By the end of this lesson you should know the main OCR command words and what each demands, understand how point-marked and levels-marked schemes award marks, and know why showing your working is essential.
| Command word | What it demands | Typical marks |
|---|---|---|
| State / Give / Name | A short factual answer — a word, value or phrase. No explanation. | 1 |
| Describe | Say what happens or what something is like — the features or the steps. No why. | 2–4 (or 6) |
| Explain | Give reasons — say why or how, using "because"/"so". | 2–4 (or 6) |
| Calculate | Work out a numerical value, showing working, with a unit. | 2–4 |
| Determine | Use given data/a graph to find a value (often calculate from something). | 2–4 |
| Evaluate | Weigh advantages and disadvantages (or the evidence) and give a conclusion. | 4–6 |
| Compare | Give similarities and differences, referring to both things. | 2–4 |
| Suggest | Apply your knowledge to an unfamiliar situation — a sensible, reasoned idea. | 1–3 |
The single most important distinction is describe vs explain. Describe wants the what; explain wants the why. "The current increases as the voltage increases" is a description; "the current increases because a greater potential difference pushes more charge through the component each second" is an explanation. If you only describe when asked to explain, you cap your marks.

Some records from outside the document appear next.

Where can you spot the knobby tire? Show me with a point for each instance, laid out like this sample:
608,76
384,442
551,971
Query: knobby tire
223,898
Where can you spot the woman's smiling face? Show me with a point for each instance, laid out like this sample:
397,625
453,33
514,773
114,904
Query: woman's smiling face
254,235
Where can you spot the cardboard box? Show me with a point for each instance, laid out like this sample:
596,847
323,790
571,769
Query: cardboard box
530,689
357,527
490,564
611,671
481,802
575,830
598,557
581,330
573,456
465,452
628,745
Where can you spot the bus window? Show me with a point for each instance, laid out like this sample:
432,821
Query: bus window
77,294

Exam Tip: Learn the describe vs explain split cold. Describe = what happens (the observation or steps). Explain = why it happens (reasons, mechanisms, using "because" and "so"). Mixing them up is the commonest way students lose marks they clearly knew.
Notice how the length and shape of the answer follow directly from the command word — a "state" gets one word, an "explain" gets a linked chain, an "evaluate" gets a balanced argument with a conclusion.

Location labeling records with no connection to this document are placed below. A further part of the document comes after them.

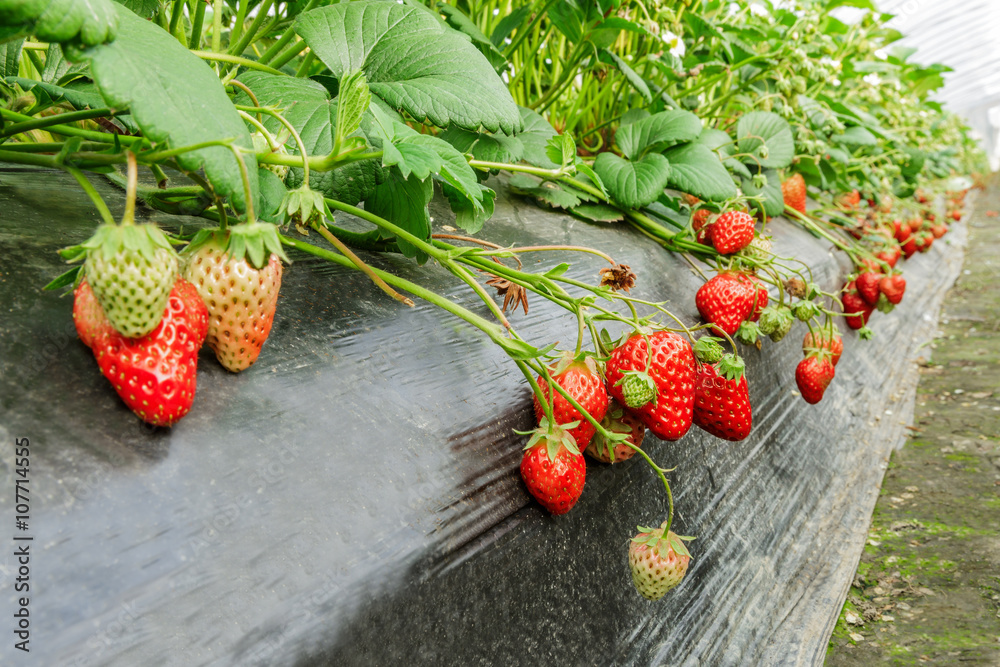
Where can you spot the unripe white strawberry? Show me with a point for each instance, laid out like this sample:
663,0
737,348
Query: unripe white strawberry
240,297
131,269
658,560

Exam Tip: Let the command word set your answer length. Do not write a paragraph for a "state" (you waste time), and do not write one line for an "explain" worth 3 marks (you lose marks). Match the effort to the word and the tariff.
Most short and medium questions are point-marked: the mark scheme lists creditable points, and you earn one mark for each one you make (up to the tariff). Key features:
flowchart LR
A[Question tariff, e.g. 3 marks] --> B[Give 3 distinct creditable points]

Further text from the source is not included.